• School offers mix of English and Spanish

    By: Michelle Linn


    Tulsa, Okla - "A hidden treasure tucked away in north Tulsa."

    That's how the principal describes Tulsa Public Schools' Dual Language Immersion School.

    It's made up of 189 students, in grades Pre-K through 3rd, and it's contained within a hallway inside Monroe Demonstration School, off N. Lewis Ave., near E. 46th Street North.

    "This is the place to be if you want your child to learn a second language or to be open minded about different cultures," said Liliane Vannoy, Dual Language Immersion School Principal.

    This program is different than the language immersion programs offered by Zarrow International School and Eisenhower International school, because 50% of the students speak Spanish and 50% of the students speak English.

    It's a balance Vannoy works hard to maintain.

    "This allow us to develop the fluency of a second language faster, because the students will be interacting with staff and other students that are native speakers of the language," said Vannoy.

    This year Tulsa Public Schools recruited 12 experienced teachers from Spain.

    Three of them are joining the staff at Dual Language Immersion School.

    "So many college students are going abroad, and I'm saying abroad is right here.  It's when we have 50% of the population that is a native speaker of Spanish.
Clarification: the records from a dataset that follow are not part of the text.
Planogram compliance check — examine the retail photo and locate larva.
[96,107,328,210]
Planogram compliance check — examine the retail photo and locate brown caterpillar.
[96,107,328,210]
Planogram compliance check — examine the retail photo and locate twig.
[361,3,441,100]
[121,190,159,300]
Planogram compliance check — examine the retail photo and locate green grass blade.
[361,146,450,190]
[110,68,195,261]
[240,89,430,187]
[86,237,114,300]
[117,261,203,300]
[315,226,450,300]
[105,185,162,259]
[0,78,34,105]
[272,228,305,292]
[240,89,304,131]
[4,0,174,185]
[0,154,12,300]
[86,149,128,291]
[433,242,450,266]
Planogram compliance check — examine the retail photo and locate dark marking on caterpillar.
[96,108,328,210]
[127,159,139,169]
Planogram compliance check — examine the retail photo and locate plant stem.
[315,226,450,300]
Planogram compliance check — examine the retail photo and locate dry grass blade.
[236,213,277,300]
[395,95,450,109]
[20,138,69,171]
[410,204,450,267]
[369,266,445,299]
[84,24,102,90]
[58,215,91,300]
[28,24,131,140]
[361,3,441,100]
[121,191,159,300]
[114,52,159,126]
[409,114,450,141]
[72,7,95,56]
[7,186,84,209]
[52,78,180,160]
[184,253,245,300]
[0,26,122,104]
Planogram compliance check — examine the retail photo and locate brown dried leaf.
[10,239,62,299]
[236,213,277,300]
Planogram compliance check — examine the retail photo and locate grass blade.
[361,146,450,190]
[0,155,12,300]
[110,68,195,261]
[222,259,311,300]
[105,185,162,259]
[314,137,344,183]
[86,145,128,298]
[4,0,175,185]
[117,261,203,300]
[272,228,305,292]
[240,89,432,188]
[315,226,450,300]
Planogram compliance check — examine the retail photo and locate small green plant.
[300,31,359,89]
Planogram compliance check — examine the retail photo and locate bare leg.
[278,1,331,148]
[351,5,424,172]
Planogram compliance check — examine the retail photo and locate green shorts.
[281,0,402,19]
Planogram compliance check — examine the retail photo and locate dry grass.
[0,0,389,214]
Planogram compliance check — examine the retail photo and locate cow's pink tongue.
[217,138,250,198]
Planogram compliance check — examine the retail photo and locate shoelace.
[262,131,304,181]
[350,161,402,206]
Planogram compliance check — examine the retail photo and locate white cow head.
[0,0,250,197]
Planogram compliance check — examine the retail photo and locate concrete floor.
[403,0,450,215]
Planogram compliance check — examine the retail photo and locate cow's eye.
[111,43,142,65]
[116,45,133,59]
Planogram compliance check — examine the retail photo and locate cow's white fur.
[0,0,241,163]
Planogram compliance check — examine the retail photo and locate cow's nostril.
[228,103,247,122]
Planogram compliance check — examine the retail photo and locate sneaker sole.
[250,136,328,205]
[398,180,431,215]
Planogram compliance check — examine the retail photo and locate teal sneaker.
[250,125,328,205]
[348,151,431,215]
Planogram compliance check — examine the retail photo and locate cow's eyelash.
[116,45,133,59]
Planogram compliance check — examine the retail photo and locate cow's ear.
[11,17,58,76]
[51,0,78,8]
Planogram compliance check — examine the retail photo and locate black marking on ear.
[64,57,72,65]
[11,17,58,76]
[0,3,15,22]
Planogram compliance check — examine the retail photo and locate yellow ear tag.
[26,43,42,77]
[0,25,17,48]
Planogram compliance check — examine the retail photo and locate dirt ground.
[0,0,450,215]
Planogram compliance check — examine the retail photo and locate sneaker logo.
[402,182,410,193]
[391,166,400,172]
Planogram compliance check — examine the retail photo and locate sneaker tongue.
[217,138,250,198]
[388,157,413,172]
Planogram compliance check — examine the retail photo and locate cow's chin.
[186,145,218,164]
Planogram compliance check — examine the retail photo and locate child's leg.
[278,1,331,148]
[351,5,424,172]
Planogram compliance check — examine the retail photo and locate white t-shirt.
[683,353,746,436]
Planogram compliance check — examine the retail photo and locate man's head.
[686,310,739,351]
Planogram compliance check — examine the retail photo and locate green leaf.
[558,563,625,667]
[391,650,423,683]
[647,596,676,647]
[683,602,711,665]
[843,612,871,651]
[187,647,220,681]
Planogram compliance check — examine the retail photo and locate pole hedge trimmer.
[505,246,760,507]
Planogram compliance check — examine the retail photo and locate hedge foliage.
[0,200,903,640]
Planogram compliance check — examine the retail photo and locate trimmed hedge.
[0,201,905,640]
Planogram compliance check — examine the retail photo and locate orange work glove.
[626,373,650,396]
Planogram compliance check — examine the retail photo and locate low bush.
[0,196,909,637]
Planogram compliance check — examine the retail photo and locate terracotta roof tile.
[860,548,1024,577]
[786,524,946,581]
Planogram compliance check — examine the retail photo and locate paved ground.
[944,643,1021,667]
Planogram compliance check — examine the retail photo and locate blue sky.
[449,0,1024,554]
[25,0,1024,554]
It's here, where you have staff members that are from Spain, from Mexico, from Venezuela, from Brazil, from El Salvador. So abroad is right here, in the backyard of north Tulsa," said Vannoy.

    At Dual Language Immersion School, science and social studies are taught in Spanish.
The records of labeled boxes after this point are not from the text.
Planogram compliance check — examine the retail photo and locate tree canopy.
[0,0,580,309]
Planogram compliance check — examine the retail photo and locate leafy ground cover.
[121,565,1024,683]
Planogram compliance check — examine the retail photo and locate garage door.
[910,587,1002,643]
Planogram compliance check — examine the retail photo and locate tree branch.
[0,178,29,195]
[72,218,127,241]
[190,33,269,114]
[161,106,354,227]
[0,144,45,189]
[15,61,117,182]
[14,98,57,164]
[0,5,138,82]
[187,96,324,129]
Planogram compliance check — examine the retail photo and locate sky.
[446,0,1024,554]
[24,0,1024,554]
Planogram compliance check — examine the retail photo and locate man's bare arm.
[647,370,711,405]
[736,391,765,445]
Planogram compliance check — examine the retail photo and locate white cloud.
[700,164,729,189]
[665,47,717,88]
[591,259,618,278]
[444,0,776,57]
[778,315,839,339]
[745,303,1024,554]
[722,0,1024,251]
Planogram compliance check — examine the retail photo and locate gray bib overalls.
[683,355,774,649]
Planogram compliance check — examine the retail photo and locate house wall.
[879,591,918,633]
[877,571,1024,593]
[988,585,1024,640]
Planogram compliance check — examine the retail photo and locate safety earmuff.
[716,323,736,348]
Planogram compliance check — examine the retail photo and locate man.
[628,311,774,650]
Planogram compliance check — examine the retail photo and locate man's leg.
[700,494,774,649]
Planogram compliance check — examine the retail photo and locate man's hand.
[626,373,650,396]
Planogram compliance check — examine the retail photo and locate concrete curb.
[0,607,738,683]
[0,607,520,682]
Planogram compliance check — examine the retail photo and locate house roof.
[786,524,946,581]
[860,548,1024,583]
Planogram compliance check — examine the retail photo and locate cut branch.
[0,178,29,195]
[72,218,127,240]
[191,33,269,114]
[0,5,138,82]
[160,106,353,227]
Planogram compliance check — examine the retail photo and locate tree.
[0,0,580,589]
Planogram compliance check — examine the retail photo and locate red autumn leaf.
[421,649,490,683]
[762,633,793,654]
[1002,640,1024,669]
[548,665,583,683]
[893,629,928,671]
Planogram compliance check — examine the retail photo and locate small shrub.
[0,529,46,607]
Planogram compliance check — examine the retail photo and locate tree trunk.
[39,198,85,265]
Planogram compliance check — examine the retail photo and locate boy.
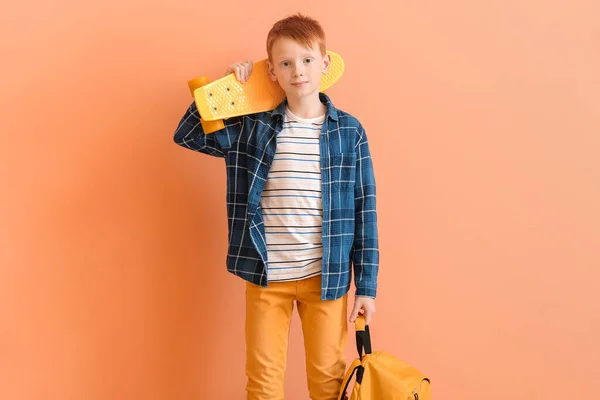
[175,14,379,400]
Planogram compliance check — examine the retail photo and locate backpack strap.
[354,315,372,360]
[338,358,361,400]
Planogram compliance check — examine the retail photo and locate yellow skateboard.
[188,51,344,134]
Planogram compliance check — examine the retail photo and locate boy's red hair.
[267,14,327,60]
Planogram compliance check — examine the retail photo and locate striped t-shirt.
[260,109,325,281]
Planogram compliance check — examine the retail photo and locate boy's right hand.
[225,60,252,83]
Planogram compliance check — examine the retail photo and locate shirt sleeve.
[352,126,379,298]
[173,102,243,157]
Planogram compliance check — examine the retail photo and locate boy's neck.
[287,92,327,119]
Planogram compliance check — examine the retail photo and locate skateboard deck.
[188,51,345,133]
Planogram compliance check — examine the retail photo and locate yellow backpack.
[338,315,431,400]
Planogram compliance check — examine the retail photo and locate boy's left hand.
[350,296,375,325]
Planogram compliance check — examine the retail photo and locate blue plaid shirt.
[174,93,379,300]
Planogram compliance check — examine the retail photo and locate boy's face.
[268,37,331,98]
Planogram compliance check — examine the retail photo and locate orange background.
[0,0,600,400]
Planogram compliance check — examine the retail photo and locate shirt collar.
[271,93,338,121]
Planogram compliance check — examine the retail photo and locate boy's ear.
[267,60,277,82]
[323,54,331,75]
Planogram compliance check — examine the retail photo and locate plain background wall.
[0,0,600,400]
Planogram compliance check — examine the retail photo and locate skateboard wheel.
[188,75,210,96]
[200,118,225,135]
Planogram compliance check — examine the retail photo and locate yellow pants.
[246,275,348,400]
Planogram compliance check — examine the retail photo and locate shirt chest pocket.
[324,153,356,188]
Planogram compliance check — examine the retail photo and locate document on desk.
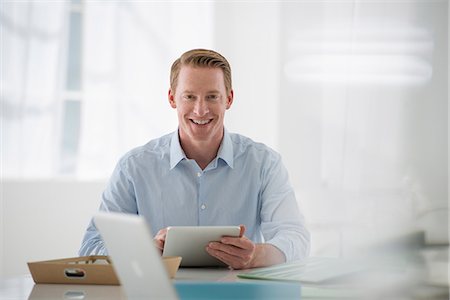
[238,257,364,283]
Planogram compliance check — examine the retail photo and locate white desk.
[0,268,245,300]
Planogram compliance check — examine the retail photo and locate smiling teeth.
[192,120,210,125]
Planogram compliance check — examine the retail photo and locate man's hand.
[206,225,256,269]
[153,228,167,253]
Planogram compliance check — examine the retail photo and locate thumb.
[239,224,245,237]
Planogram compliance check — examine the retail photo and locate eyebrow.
[181,90,220,94]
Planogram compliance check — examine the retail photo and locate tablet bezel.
[163,226,240,267]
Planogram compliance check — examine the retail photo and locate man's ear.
[167,89,177,108]
[226,90,234,109]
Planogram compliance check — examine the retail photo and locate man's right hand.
[153,228,167,254]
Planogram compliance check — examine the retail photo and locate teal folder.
[175,281,301,300]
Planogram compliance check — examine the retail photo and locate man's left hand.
[206,225,256,269]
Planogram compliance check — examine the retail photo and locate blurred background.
[0,0,449,298]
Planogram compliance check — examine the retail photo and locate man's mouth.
[190,119,212,125]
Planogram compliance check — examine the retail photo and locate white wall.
[0,1,449,276]
[0,180,105,277]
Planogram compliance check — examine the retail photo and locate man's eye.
[207,95,219,100]
[184,95,195,100]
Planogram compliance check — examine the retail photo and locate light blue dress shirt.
[79,130,310,261]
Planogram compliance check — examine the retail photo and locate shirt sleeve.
[78,162,137,256]
[261,153,310,262]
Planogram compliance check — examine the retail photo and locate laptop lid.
[94,213,178,300]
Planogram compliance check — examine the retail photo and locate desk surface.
[0,268,253,300]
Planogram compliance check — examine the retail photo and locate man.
[80,49,310,269]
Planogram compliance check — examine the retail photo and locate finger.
[207,248,249,269]
[239,224,245,237]
[220,237,255,250]
[208,242,253,258]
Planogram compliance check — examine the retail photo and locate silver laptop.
[94,213,300,300]
[94,213,178,300]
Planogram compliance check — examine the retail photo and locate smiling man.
[80,49,310,269]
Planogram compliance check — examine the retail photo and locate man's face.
[169,66,233,142]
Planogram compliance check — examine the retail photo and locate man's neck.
[180,136,223,170]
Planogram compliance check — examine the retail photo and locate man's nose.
[194,99,209,116]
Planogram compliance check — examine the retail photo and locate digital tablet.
[163,226,241,267]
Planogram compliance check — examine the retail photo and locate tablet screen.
[163,226,240,267]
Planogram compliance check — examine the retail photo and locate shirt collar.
[217,129,234,169]
[170,130,187,170]
[170,129,234,170]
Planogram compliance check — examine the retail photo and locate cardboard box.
[28,256,181,285]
    Math is taught in English.

    Starting in second grade, students do reading assignments in both languages.

    "Our mission is to develop global citizens. So they are prepared when they leave school. They're better prepared to be leaders in the community, in terms of the job market, in terms of being able to interact with others that come from different languages, and different culture backgrounds," said Vannoy.

    "The students they come from all quadrants of Tulsa Public Schools. All we ask of them is to be willing to learn a second language and be open minded about other cultures," said Vannoy.

    She says parents see the benefits in teaching kids a second language, but can be intimidated and worried they won't be able to help with homework in a foreign language.

    "We do not translate homework, because the child is going to develop fluency doing their work and interacting with other students," said Vannoy.

    Unlike the language immersion programs at Zarrow International School and Eisenhower International School, Dual Immersion School offers Pre-K.

    Also, unlike Zarrow and Eisenhower, there is no waiting list to begin the program, and students do not have to test into the program.

    Vannoy says there is a short waiting list for kindergarten.

    They don't accept students after kindergarten.

    Vannoy says they are adding fourth grade to the program next year, and they'll move into their own school building.

    The district is remodeling the old Bunche School building at N. Lewis Ave. and E. Apache Street, and it's expected to be ready by next summer.